Natixis Payments Explores Ingenico Takeover Bid
(Bloomberg) -- Natixis SA is among companies exploring a potential combination with French payments processor Ingenico Group SA following a string of deals in the sector.
Natixis Payment Solutions has held preliminary talks with Ingenico, the French bank said Thursday, confirming a Bloomberg report that the two companies were discussing a deal. Edenred, a French provider of prepaid vouchers for products and services, has also indicated interest, according to people familiar with the matter.

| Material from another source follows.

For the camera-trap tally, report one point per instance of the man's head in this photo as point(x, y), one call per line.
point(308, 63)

Ingenico rose as much as 15 percent in Paris trading, the biggest jump in more than 15 years, while Natixis and Edenred declined amid a broader market selloff. Ingenico, in a separate statement, said it has received preliminary approaches, without naming potential bidders. An official for Edenred didn’t immediately respond to requests for comment.
Paris-based Ingenico is one of the few large firms to remain independent in the rapidly consolidating payments industry in Europe. In one of the most notable transactions in recent months, Atos SE’s Worldline agreed to buy SIX Group AG’s payments business for about 2.3 billion euros ($2.7 billion) in May following a months-long bidding war for the Swiss asset. Natixis had also submitted a bid, people familiar with the matter said at the time.

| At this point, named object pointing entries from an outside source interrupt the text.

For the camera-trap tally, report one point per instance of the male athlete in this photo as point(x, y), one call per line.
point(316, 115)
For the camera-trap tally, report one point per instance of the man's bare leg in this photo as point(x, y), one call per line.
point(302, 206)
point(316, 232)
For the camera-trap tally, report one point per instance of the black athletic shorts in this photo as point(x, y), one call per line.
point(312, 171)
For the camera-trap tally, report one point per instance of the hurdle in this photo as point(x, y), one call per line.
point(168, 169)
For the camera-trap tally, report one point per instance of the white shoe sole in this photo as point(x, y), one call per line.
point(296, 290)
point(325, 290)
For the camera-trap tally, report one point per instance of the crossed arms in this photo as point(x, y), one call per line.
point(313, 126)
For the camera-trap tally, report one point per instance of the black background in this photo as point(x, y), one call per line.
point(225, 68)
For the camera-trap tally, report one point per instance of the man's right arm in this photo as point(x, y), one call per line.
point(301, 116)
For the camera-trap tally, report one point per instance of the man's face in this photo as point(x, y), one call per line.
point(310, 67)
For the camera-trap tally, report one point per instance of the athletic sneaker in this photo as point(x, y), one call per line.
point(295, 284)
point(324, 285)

For Natixis investors, “the potential size of a payments deal may come as something of a surprise,” Bloomberg Intelligence analysts Jonathan Tyce and Georgi Gunchev wrote in a note. However, “the scale delivered will ultimately more than offset any initial concerns.”
Natixis has bolstered its “war chest” to more than 2.5 billion euros through the recent sale of some retail businesses to its parent, Groupe BPCE, they wrote. That would have to be replenished should it be successful in taking over Ingenico, which has a market value of more than 4 billion euros.
Ingenico shares rose 13 percent as of 9:52 a.m. in Paris, while Natixis declined 3.9 percent and Edenred fell 1.7 percent. That leaves Natixis with a market capitalization of 17 billion euros, while Edenred’s is about 7.4 billion euros.
Private equity firms flush with cash have been weighing a takeover of Ingenico, people familiar with the matter said in June. Potential suitors at that time included CVC Capital Partners, Hellman & Friedman and Bain Capital, they said.
Ingenico had fallen 29 percent this year through Wednesday, trailing rivals including Dutch payment firm Adyen NV, whose shares have more than doubled since its initial public offering in June.
Natixis said it would inform the market “if and when necessary” on further steps and that it remains committed to strong financial discipline.